There is an exception to this general rule that can, in appropriate circumstances, be applied to give the parent-corporation’s creditors relief. The court considered this exception – the “alter-ego doctrine” – but refused to apply it in this case. A state-law doctrine, it is also sometimes referred to as “piercing the corporate veil.” When two or more affiliated corporations fail to adequately maintain their separate identities, the court will not respect that formality, either, and will allow creditors of one to recover the assets of the other.
Key factors considered in the usual alter-ego analysis are whether the distinctness of the entities has been blurred by – for example – commingling assets, not following corporate formalities, and the corporations holding themselves out as intertwined. In this case, the separate incorporation of each affiliate under state law was a key factor in the Court’s ruling not to apply the “alter ego” doctrine. Being separately incorporated does not always lead to the conclusion reached here, but when the converse is true – that is, the affiliates are not formed as separate legal entities – courts generally find it easy to rule that the alleged separateness of corporations should not be recognized under federal bankruptcy law.

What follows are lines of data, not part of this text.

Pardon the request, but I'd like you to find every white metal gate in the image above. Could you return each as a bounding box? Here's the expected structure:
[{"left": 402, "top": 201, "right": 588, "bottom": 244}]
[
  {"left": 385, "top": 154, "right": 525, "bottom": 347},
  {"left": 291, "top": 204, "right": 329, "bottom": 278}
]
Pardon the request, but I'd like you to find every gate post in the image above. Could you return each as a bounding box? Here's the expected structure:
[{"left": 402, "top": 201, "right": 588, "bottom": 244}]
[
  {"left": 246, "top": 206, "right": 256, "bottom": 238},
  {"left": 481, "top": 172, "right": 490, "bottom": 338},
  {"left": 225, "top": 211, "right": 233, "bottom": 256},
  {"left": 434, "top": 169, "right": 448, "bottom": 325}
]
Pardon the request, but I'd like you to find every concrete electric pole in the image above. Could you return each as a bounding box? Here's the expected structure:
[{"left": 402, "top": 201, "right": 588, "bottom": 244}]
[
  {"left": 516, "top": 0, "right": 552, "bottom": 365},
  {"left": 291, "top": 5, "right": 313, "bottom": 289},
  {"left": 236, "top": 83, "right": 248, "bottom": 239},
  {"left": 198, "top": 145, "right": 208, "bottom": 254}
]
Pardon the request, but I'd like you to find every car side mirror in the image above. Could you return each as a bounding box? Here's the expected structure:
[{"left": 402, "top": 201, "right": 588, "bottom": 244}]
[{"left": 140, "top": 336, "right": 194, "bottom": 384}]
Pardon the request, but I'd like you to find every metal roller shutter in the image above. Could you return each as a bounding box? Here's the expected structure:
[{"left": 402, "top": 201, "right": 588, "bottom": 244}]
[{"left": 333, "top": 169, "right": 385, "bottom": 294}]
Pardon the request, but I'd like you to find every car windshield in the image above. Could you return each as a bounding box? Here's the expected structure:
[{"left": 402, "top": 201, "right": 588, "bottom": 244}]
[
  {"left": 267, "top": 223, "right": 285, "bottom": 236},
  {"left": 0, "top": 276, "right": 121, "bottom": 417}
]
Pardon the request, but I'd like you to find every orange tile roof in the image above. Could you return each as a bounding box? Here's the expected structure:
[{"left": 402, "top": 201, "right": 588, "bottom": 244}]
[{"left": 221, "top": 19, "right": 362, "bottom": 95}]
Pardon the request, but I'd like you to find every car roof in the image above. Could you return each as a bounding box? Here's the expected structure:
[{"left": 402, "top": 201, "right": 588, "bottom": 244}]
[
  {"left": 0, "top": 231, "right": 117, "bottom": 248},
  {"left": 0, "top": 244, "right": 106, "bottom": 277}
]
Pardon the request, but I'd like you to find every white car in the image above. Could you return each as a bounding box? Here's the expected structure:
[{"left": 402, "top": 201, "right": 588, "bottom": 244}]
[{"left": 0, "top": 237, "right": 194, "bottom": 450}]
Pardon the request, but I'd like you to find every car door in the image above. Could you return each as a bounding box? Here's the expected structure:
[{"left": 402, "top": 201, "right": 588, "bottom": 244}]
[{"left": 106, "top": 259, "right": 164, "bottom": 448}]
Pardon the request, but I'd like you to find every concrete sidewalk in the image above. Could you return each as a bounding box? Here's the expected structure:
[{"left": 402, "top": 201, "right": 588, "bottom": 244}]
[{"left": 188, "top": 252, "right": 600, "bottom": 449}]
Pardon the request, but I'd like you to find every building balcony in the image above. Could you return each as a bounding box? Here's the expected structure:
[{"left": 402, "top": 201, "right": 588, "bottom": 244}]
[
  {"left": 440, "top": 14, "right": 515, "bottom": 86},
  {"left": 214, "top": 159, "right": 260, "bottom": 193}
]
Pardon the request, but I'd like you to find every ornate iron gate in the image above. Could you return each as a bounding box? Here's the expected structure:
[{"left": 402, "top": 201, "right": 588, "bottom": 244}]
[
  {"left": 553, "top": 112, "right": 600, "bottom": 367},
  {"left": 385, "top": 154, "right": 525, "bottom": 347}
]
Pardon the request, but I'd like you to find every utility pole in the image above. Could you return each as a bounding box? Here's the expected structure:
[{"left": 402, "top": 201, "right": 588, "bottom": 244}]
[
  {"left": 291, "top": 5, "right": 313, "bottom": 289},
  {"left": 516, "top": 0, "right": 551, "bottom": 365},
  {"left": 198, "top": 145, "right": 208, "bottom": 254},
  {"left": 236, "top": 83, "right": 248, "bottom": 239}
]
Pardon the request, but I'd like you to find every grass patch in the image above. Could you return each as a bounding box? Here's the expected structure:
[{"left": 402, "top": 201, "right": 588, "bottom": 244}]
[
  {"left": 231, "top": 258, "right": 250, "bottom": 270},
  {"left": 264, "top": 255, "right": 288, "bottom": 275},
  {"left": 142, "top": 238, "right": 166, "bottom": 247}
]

“Nonprofit corporations cannot view the Eighth Circuit’s ruling as a ‘get out of jail free’ card with respect to bankruptcy.”
First, a ruling by this federal circuit court of appeals is binding only on the district courts over which it has jurisdiction: generally, those in Arkansas, Iowa, Missouri, Minnesota, Nebraska, North Dakota, and South Dakota.
Second, a court applying this “facts and circumstances” test in a different situation may come to a different conclusion. For this and many other reasons, a nonprofit corporation must be vigilant in maintaining the formal separateness of its legal status.
An interesting postscript: On May 31, 2018, the Archdiocese announced it will settle with some 450 victims for $210 million. It is the second highest amount paid out nationwide by the Roman Catholic Church.